List out some of the best practices for data cleaning?
Some of the best practices for data cleaning includes,
- Sort data by different attributes
- For large datasets cleanse it stepwise and improve the data with each step until you achieve a good data quality
- For large datasets, break them into small data. Working with less data will increase your iteration speed
- To handle common cleansing task create a set of utility functions/tools/scripts. It might include, remapping values based on a CSV file or SQL database or, regex search-and-replace, blanking out all values that don’t match a regex
- If you have an issue with data cleanliness, arrange them by estimated frequency and attack the most common problems
- Analyze the summary statistics for each column ( standard deviation, mean, number of missing values,)
- Keep track of every date cleaning operation, so you can alter changes or remove operations if required
What are the important steps in data validation process?

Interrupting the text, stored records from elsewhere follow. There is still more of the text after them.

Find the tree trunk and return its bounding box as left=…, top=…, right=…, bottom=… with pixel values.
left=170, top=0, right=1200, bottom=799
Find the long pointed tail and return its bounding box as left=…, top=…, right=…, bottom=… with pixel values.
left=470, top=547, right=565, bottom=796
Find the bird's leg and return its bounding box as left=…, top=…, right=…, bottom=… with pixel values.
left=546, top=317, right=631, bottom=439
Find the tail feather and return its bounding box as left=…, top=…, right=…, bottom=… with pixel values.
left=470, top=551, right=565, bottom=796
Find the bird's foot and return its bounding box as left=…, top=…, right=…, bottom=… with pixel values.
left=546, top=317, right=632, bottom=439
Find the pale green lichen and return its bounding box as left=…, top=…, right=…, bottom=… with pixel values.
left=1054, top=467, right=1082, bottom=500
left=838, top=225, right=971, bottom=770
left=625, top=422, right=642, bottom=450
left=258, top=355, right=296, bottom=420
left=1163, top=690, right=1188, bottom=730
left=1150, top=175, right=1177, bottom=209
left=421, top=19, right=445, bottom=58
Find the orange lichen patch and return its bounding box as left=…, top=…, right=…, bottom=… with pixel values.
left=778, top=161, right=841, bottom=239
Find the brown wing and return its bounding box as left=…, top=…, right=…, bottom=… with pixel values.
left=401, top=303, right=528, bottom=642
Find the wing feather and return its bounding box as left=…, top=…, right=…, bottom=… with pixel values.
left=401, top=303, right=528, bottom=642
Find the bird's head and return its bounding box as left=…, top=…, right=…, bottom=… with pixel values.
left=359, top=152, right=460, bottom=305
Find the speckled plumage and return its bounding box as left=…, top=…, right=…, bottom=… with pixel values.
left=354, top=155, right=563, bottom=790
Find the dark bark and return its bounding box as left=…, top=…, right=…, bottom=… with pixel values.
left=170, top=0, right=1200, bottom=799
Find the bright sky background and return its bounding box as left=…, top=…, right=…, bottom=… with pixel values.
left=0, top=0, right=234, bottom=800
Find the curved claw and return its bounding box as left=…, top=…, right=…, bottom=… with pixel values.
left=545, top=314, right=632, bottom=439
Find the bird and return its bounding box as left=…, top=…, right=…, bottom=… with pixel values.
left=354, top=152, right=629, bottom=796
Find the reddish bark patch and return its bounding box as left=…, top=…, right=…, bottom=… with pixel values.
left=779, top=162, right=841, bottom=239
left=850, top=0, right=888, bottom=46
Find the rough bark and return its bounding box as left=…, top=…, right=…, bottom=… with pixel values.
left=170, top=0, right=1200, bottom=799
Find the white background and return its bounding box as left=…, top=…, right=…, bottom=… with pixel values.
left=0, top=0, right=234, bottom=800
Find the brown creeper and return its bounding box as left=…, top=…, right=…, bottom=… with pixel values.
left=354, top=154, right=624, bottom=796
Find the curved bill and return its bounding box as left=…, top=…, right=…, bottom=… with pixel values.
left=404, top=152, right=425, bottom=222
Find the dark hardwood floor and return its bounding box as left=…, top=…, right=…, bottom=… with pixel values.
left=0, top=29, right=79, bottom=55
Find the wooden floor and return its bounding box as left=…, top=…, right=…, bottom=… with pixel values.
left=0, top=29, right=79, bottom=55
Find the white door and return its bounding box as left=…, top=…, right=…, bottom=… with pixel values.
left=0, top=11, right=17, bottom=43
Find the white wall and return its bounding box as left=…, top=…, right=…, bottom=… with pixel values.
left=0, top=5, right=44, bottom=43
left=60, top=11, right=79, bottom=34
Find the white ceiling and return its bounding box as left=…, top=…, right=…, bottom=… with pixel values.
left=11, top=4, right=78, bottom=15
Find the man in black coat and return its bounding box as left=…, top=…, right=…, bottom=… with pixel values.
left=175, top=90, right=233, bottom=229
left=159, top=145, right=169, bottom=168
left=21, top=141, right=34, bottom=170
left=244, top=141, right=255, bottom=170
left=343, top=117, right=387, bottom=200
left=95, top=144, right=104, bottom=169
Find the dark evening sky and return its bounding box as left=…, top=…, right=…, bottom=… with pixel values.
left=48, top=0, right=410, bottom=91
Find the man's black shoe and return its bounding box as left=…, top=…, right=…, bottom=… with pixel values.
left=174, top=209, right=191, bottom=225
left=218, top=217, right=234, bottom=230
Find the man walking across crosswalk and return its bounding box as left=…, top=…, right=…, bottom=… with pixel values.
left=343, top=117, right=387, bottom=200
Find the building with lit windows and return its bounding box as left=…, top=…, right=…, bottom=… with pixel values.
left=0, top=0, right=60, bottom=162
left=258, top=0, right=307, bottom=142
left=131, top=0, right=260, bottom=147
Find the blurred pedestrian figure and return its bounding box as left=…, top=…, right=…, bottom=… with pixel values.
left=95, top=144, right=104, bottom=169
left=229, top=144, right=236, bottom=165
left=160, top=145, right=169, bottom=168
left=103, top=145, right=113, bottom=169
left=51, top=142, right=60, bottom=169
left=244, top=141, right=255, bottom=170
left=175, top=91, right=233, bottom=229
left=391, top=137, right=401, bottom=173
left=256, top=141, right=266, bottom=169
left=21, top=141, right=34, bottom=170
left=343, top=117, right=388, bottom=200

Data Validation is performed in 2 different steps-
Data Screening – In this step various algorithms are used to screen the entire data to find any erroneous or questionable values. Such values need to be examined and should be handled.
Data Verification- In this step each suspect value is evaluated on case by case basis and a decision is to be made if the values have to be accepted as valid or if the values have to be rejected as invalid or if they have to be replaced with some redundant values.
What is aggregation and disaggregation of data?
Aggregation of data: Aggregation of data refers to the process of viewing numeric values or the measures at a higher and more summarized level of data. When you place a measure on a shelf, Tableau will automatically aggregate your data. You can determine whether the aggregation has been applied to a field or not, by simply looking at the function. This is because the function always appears in front of the field’s name when it is placed on a shelf.
Example: Sales field will become SUM(Sales) after aggregation.
You can aggregate measures using Tableau only for relational data sources. Multidimensional data sources contain aggregated data only. In Tableau, multidimensional data sources are supported only in Windows.
Disaggregation of data: Disaggregation of data allows you to view every row of the data source which can be useful while analyzing measures.
Example: Consider a scenario where you are analyzing results from a product satisfaction survey. Here the Age of participants is along one axis. Now, you can aggregate the Age field to determine the average age of participants, or you can disaggregate the data to determine the age at which the participants were most satisfied with their product.
Explain what is K-mean Algorithm?
K mean is a famous partitioning method. Objects are classified as belonging to one of K groups, k chosen a priori.
In K-mean algorithm,
- The clusters are spherical: the data points in a cluster are centered around that cluster
- The variance/spread of the clusters is similar: Each data point belongs to the closest cluster
What are the problems that a Data Analyst can encounter while performing data analysis?
A critical data analyst interview question you need to be aware of. A Data Analyst can confront the following issues while performing data analysis:
- Presence of duplicate entries and spelling mistakes. These errors can hamper data quality.
- Poor quality data acquired from unreliable sources. In such a case, a Data Analyst will have to spend a significant amount of time in cleansing the data.
- Data extracted from multiple sources may vary in representation. Once the collected data is combined after being cleansed and organized, the variations in data representation may cause a delay in the analysis process.
- Incomplete data is another major challenge in the data analysis process. It would inevitably lead to erroneous or faulty results.
Why Do You Want to Be a Data Analyst?
If you already have experience as a data analyst, this can be easier to answer: explain why you love working as a data analyst and why you want to continue. As a new data analyst, this question can catch you off-guard, but be prepared with an honest answer as to why you want to work in this industry. For example, you can say that you enjoy working with data, and it has always fascinated you.
Take a few minutes to explain how you would estimate how many tourists visit Paris every May.
Many interviewers ask you this type of behavioral questions to see an analyst’s thought process without the help of computers and data sets. After all, technology is only as good and reliable as the people behind it. In your answer include: how you identified the variables, how you communicated them, and ideas you had to find the answer.
This example answer touches on all these points:
“First, I would gather data on how many people live in Paris, how many tourists visit in May, and their average length of stay. I’d break down the numbers by age, gender, and income, and find the numbers on how many vacation days and bank holidays there are in France. I’d also figure out if the tourist office had any data I could look at.”
What is the purpose of trailing @ and @@? How do you use them?
The trailing @ is commonly known as the column pointer. So, when we use the trailing @, in the Input statement, it gives you the ability to read a part of the raw data line, test it and decide how can the additional data be read from the same record.
- The single trailing @ tells the SAS system to “hold the line”.
- The double trailing @@ tells the SAS system to “hold the line more strongly”.
An Input statement ending with @@ instructs the program to release the current raw data line only when there are no data values left to be read from that line. The @@, therefore, holds the input record even across multiple iterations of the data step.
How often should a data model be retained?
A good data analyst would be able to understand the market dynamics and act accordingly to retain a working data model so as to adjust to the new environment.
What is the KNN imputation method?
KNN (K-nearest neighbour) is an algorithm that is used for matching a point with its closest k neighbours in a multi-dimensional space.